While some conductor manufacturers are cutting back or eliminating their research facilities, Southwire is actively improving its existing facilities to bring top-of-the-line products to utility customers. Recent enhancements to the industry-leading research capabilities of Southwire's D.B. Cofer Technology Center include leading-edge vibration (self damping) testing of overhead conductors such as aluminum conductor, steel-supported (ACSS) products.

The newly enhanced Cofer Center vibration-test facility features a 32-m (106-ft) conductor span. In this span, a computer-controlled vibration-shaker mechanism initiates conductor motion and state-of-the-art sensors measure the resulting conductor vibration. The laboratory vibration closely simulates the real-world vibration caused by wind acting on the power line. This facility is initiating original research into the need to prestress ACSS to get the inherent vibration-resistance benefits of ACSS. At a time when some utilities are replacing conventional self-damping conductors with prestressed ACSS for increased reliability, this work could help to shape the future of overhead conductor practices where vibration is a concern.

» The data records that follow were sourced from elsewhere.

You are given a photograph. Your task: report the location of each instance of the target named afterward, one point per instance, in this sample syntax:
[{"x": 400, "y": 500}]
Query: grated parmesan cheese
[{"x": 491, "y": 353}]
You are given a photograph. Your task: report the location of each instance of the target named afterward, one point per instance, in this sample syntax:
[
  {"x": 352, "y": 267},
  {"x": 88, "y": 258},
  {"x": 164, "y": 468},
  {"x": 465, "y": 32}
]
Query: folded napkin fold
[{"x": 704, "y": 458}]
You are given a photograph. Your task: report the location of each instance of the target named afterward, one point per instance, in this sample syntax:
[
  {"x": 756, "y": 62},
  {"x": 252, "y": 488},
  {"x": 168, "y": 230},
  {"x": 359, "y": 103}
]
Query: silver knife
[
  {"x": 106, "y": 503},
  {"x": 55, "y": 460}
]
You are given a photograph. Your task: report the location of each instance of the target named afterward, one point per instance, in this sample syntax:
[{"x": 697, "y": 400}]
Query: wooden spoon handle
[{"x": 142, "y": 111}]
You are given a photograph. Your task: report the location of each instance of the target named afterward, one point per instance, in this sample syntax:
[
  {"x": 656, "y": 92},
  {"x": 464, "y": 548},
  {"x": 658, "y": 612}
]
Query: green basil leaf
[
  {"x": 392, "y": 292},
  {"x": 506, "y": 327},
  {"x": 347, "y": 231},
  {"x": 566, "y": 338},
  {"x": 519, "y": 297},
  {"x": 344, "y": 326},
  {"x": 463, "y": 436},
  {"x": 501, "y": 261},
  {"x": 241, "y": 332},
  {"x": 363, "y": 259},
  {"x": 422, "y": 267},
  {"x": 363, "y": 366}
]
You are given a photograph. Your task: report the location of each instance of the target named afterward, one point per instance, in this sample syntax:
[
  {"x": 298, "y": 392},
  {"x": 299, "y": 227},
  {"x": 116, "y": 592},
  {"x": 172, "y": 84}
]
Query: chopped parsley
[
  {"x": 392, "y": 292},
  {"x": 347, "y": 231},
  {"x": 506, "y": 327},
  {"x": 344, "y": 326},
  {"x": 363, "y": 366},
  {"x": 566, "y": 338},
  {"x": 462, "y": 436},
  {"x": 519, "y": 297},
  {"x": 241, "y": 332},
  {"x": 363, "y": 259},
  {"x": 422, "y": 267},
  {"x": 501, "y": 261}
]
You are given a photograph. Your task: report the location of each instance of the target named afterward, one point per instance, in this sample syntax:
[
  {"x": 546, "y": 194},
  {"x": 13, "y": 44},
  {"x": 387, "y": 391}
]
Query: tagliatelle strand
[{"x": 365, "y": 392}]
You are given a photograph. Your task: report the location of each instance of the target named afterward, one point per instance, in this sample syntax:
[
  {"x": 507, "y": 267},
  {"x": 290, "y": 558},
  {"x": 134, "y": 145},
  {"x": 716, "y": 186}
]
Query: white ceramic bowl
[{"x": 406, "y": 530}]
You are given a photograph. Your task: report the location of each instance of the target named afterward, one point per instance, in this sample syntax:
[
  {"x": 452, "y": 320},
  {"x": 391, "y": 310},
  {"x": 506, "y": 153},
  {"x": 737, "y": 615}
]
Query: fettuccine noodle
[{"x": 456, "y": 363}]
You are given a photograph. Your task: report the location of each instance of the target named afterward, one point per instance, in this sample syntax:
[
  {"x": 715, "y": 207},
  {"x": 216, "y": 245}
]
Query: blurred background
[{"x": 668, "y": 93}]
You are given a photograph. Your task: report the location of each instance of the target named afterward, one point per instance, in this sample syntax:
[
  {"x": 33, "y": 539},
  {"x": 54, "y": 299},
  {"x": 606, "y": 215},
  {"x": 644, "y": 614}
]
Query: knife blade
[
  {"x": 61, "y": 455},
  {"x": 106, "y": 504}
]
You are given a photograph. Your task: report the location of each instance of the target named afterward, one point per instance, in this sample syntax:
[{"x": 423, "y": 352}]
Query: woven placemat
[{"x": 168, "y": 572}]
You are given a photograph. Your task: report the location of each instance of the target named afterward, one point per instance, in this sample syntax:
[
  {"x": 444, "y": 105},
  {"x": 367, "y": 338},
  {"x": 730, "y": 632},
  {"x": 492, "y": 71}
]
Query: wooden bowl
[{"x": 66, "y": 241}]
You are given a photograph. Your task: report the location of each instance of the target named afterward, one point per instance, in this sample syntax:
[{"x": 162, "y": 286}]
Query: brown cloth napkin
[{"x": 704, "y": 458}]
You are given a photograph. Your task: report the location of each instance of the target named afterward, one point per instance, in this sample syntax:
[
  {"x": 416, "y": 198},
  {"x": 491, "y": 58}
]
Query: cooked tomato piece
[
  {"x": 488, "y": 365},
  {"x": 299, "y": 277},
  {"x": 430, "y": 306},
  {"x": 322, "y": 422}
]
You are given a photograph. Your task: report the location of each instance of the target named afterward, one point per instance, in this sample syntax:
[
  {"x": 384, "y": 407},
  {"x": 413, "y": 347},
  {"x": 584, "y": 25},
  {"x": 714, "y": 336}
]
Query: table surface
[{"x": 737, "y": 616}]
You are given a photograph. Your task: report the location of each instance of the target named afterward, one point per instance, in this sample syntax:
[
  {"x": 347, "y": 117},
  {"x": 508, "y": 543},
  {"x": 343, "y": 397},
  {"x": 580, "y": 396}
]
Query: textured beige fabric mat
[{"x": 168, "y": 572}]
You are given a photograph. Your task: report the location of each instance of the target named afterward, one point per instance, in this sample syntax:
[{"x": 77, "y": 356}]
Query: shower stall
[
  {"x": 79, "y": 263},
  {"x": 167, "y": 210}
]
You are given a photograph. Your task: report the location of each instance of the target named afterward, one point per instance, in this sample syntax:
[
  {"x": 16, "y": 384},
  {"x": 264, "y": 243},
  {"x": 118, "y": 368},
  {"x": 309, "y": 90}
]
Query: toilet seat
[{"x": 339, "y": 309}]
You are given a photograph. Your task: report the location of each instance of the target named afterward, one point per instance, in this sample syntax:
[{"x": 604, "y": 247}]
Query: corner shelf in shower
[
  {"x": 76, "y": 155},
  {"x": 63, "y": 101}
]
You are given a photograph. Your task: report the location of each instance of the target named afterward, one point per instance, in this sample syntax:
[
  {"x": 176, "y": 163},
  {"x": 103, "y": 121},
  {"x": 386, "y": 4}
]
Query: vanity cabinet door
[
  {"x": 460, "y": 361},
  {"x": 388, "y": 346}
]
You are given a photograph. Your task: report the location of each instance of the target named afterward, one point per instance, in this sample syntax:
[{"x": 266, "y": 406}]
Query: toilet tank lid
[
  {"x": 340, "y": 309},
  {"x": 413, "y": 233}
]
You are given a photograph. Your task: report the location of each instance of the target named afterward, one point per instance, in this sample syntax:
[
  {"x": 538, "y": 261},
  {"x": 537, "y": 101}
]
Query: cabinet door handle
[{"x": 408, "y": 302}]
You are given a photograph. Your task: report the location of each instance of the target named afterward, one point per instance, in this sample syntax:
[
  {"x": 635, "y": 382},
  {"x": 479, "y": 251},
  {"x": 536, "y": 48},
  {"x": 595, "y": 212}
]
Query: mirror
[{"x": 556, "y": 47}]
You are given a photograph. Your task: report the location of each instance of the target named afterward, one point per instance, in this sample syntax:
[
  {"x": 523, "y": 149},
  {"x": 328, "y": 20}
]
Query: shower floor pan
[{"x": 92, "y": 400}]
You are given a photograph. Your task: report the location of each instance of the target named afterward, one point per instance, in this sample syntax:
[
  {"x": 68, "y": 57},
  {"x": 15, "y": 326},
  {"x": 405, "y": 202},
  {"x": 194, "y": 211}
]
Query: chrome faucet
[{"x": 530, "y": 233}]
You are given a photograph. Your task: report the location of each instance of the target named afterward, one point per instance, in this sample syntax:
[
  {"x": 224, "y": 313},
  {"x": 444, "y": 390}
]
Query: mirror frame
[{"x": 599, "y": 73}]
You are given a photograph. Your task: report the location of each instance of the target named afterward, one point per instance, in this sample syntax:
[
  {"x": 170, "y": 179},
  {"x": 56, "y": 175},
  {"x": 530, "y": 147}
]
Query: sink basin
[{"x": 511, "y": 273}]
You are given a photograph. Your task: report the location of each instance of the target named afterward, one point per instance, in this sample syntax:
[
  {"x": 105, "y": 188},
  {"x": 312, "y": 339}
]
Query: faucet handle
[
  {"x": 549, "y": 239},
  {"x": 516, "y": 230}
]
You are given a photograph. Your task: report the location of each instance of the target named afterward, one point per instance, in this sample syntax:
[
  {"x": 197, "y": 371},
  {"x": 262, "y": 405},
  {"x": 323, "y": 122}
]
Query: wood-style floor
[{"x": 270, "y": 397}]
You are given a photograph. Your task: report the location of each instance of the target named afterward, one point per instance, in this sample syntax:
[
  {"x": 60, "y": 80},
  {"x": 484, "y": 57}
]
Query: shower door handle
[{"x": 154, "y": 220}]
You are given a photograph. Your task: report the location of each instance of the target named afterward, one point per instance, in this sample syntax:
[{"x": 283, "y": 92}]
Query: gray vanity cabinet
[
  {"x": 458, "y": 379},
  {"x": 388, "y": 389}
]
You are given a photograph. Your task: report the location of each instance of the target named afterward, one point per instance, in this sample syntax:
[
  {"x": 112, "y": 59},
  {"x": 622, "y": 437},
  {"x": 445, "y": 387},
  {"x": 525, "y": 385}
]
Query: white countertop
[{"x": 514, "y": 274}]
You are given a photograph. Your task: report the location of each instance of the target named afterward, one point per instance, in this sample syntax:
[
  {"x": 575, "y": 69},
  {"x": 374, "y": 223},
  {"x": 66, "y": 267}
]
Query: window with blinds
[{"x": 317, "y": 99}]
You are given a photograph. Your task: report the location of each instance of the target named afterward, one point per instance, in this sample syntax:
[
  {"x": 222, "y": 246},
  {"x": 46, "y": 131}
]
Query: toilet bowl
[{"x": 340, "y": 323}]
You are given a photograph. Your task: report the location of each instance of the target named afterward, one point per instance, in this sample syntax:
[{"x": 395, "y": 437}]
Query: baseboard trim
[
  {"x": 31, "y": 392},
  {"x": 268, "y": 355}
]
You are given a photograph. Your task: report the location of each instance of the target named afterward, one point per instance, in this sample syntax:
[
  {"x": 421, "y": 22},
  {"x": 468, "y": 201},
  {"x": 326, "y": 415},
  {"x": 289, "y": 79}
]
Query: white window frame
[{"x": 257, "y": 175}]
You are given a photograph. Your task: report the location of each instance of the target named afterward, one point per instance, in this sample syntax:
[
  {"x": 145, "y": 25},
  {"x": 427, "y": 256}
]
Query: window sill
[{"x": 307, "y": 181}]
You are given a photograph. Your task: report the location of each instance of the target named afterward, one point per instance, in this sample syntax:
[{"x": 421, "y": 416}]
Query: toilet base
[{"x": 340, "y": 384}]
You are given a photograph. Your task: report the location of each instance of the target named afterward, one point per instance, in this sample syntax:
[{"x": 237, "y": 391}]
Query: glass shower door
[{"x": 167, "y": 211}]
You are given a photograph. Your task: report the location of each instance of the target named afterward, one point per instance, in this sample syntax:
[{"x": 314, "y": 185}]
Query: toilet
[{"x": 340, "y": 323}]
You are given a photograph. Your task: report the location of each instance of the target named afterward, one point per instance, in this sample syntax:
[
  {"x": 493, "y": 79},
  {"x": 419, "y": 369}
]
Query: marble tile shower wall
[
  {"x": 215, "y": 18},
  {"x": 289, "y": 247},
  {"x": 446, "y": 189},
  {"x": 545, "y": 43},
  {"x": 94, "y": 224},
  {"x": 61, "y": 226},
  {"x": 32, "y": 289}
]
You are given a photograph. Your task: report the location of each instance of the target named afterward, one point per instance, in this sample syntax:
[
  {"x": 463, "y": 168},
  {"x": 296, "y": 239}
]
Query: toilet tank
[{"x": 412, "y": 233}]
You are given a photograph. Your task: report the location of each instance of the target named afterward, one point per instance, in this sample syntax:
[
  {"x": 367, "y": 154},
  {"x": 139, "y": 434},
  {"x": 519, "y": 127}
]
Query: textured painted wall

“We know the effects of prestressing ACSS,” says Southwire Energy Division's Chief Engineer Paul Springer. “In many countries, ACSS that is prestressed at installation is routinely installed without vibration dampers. In this study, we are investigating the vibration behavior of ACSS installed without prestressing.”

The ACSS vibration study is in its preliminary stages. Meaningful data is expected early in 2013. The data is important because answers from this study may allow users to reduce ACSS installation costs by avoiding or reducing prestressing. Favorable vibration data also may allow users to reduce or avoid the cost of adding separate vibration-damping hardware to ACSS installations.

Springer's leadership provides a solid foundation for vibration testing at Southwire. Springer previously managed the mechanical testing laboratory and the conductor dynamics laboratory at the National Electric Energy Testing Research and Applications Center (NEETRAC) in Forest Park, Georgia, U.S. There, he was the principal investigator on advanced NEETRAC projects related to overhead system failure analysis, system dynamics, and countermeasures for galloping and Aeolian vibration. Springer has drafted significant sections of IEEE conductor standards and serves on several industry committees.